Table 3: Confusion matrix GLM model fit on Original Kariki_Farm
data without interaction detection using RST
The critical attributes necessary for prediction from the data provided
as determined by the fit logistic regression model were Low_temp,
Dewpoint_high, Windspeed_high, and windspeed_avg.
In the second experiment, we used Rough Sets to detect interaction terms
for the model. Here the data was loaded, and Rough Set theory was used
to determine the critical features using lower and upper approximations.
After deducing the approximations, the next set of operations was to
formulate the reduct (feature subset) from the lower/positive region of
the approximations; the method employed here was the greedy heuristic
method for feature selection which is a wrapper feature selection
algorithm.

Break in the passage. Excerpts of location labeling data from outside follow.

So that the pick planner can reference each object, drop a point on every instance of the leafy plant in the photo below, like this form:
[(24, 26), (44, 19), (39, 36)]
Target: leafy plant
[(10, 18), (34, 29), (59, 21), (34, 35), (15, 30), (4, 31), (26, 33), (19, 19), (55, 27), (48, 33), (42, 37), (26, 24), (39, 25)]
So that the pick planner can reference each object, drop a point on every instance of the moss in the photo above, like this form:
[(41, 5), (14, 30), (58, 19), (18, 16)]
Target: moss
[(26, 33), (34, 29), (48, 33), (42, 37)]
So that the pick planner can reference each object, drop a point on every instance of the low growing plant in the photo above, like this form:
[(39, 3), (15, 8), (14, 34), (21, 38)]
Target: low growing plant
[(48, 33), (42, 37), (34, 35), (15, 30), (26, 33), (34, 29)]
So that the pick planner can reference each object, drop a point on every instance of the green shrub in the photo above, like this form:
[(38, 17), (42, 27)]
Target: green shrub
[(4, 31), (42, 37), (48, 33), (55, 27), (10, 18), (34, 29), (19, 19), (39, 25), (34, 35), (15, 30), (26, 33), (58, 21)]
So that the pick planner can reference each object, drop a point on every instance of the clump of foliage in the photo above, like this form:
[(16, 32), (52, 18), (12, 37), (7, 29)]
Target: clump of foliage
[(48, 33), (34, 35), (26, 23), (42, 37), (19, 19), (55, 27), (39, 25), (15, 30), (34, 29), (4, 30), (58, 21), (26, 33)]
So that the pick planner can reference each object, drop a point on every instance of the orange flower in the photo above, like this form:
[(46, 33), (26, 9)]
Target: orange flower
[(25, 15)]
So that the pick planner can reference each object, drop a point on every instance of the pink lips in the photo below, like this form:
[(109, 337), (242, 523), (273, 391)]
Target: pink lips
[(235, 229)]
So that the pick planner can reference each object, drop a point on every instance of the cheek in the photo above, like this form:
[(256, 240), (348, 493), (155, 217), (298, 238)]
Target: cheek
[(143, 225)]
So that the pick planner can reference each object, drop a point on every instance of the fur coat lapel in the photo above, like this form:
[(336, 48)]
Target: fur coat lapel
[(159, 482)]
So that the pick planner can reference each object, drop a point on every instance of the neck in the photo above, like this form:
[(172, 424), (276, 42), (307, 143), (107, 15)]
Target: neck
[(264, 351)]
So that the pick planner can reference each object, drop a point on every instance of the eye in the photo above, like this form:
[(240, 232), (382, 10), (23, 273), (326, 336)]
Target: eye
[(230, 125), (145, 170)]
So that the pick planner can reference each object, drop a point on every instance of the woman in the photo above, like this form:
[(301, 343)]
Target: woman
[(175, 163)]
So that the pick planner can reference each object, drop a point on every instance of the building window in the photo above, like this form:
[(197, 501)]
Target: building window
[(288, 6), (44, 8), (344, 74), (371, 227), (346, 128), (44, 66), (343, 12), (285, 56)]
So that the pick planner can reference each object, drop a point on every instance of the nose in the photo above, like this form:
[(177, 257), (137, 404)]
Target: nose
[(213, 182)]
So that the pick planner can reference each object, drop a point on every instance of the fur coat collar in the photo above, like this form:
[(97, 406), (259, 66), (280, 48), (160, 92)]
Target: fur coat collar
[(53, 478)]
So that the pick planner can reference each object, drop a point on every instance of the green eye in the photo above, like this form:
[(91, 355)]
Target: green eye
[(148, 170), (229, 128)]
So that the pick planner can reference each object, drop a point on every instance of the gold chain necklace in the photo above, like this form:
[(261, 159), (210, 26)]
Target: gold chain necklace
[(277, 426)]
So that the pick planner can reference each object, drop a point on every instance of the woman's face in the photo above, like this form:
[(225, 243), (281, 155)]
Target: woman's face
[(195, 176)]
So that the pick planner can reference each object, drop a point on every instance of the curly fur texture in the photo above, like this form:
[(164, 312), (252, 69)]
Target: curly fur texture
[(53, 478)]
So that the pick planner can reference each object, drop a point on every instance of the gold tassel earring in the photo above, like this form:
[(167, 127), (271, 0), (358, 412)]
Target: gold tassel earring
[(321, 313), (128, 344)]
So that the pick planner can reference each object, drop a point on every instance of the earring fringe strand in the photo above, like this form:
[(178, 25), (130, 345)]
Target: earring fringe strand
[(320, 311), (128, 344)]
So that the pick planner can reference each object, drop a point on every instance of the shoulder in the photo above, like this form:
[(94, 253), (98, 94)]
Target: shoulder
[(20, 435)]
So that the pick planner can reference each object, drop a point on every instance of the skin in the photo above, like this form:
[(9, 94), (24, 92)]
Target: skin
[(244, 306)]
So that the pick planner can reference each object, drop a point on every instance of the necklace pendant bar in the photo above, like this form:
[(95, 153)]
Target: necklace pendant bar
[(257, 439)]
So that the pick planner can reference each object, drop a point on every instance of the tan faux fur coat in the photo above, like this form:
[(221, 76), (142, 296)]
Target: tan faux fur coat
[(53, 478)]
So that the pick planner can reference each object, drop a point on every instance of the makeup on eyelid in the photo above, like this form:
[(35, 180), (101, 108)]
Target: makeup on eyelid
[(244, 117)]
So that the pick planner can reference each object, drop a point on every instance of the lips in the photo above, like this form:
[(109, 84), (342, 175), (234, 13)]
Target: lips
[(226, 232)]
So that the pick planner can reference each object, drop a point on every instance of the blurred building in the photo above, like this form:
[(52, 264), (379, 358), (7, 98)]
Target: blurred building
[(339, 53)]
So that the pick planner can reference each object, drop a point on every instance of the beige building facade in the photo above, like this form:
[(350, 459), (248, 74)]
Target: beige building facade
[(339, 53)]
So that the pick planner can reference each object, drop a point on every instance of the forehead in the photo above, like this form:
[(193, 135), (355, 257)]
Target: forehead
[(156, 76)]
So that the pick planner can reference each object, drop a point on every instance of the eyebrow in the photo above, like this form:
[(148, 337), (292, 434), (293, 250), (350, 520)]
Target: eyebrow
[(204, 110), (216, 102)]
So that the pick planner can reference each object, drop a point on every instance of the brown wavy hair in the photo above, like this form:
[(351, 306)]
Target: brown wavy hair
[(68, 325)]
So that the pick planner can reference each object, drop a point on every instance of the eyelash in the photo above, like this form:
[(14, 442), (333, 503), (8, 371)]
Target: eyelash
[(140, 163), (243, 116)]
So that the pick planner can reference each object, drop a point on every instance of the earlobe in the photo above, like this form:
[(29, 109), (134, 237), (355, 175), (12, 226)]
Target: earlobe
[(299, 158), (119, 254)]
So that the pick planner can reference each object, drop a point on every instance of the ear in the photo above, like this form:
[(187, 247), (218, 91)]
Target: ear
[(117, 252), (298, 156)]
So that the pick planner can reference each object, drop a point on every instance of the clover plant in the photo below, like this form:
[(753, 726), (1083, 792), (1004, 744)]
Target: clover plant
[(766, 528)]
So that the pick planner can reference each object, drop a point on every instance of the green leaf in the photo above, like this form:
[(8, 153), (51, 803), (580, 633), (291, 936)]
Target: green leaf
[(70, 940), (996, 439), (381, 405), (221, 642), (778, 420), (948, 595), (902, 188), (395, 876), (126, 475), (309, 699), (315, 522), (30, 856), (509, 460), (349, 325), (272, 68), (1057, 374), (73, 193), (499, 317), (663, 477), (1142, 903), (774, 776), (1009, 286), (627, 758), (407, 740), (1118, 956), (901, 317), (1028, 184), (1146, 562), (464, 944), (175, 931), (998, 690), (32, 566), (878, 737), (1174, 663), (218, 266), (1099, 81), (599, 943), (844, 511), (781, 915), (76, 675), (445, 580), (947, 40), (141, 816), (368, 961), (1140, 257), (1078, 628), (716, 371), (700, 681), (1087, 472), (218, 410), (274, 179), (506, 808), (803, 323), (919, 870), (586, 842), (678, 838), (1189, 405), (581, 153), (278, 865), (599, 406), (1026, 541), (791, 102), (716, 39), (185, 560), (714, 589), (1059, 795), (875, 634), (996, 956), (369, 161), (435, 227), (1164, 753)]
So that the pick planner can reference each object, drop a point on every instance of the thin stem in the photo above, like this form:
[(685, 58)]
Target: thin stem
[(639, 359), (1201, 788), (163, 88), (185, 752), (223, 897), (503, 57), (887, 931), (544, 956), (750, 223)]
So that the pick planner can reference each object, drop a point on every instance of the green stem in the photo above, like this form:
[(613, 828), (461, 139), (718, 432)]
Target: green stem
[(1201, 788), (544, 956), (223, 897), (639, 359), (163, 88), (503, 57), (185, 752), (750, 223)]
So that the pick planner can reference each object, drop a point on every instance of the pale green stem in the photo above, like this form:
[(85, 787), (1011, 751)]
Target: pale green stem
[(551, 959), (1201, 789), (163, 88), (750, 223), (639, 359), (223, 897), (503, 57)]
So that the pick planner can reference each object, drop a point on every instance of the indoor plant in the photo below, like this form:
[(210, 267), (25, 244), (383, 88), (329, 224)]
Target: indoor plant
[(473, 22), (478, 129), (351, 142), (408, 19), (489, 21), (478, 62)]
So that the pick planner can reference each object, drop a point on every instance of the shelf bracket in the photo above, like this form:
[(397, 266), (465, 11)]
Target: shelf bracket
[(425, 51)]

The reduct formulated had 12 important variables: High temp,
Avg temp, low temp, high dew-point, low dew-point, high humidity, low
humidity, high wind-speed, avg wind-speed, high pressure, and low
pressure. The accuracy was 84.25 %. This shows an increase in testing
accuracy by 1.31%. The important attributes necessary for prediction
from the data provided as determined by the fit logistic regression
model were Dew-point_high, Winds-peed_high, wind-speed_avg,
humidity_high, and High. hpa. As in this case, humidity and high
pressure were not considered essential attributes in the prediction
model in the first experiment.